27. En mai 2015, le ministère de l’Intérieur de l’Afghanistan a estimé qu’il y avait sur le territoire national 7 180 combattants étrangers, dont la plupart étaient associés au Mouvement des talibans du Pakistan (Tehrik-e-Taliban Pakistan) ou au Mouvement islamique d’Ouzbékistan (ONU, 2015b).

C. TRAFIC DE STUPEFIANTS

28. Le trafic de stupéfiants continue à préoccuper le gouvernement afghan et la communauté internationale. La valeur brute estimative des produits opiacés en Afghanistan est tombée, en 2014, à 2,84 milliards de dollars, soit une baisse d’environ 9 % ; elle continue cependant à représenter 13 % du PIB du pays (ONU, 2015b). Il n’est donc pas surprenant que leur influence sur la narco-économie afghane procure aux talibans une source de revenus majeure. Selon l’inspecteur général spécial des Etats-Unis pour la reconstruction de l’Afghanistan (SIGAR), John Sopko, « l’idée prévaut largement que toutes les filières de trafic de stupéfiants aident les insurgés afghans ou coopèrent avec eux », même si elles ne participent pas directement aux activités de production.

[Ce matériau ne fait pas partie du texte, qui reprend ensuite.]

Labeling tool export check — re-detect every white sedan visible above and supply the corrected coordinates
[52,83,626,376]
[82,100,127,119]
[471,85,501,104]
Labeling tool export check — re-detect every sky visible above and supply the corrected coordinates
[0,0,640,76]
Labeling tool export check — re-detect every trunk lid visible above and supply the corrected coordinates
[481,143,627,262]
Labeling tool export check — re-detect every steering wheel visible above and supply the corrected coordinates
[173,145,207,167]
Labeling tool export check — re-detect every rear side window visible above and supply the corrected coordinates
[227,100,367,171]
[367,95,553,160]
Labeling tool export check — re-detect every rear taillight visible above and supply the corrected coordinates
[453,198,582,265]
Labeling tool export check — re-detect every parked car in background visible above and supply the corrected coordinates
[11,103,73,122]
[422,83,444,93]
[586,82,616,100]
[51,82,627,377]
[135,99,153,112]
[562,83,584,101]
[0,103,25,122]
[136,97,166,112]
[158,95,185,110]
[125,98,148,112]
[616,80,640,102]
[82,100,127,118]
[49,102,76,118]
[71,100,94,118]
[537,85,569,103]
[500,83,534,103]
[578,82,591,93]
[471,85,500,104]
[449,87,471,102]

29. Les difficultés de l’économie afghane pourraient exacerber le problème. Le représentant spécial du secrétaire général (RSSG) des Nations unies pour l’Afghanistan,Nick Haysom, pense que la persistance d’un faible taux de croissance risque de se traduire par une orientation de l’activité économique vers les domaines illégaux, dont la production de stupéfiants. Il a mis en garde la communauté internationale contre cette éventualité (RSSG, 2015).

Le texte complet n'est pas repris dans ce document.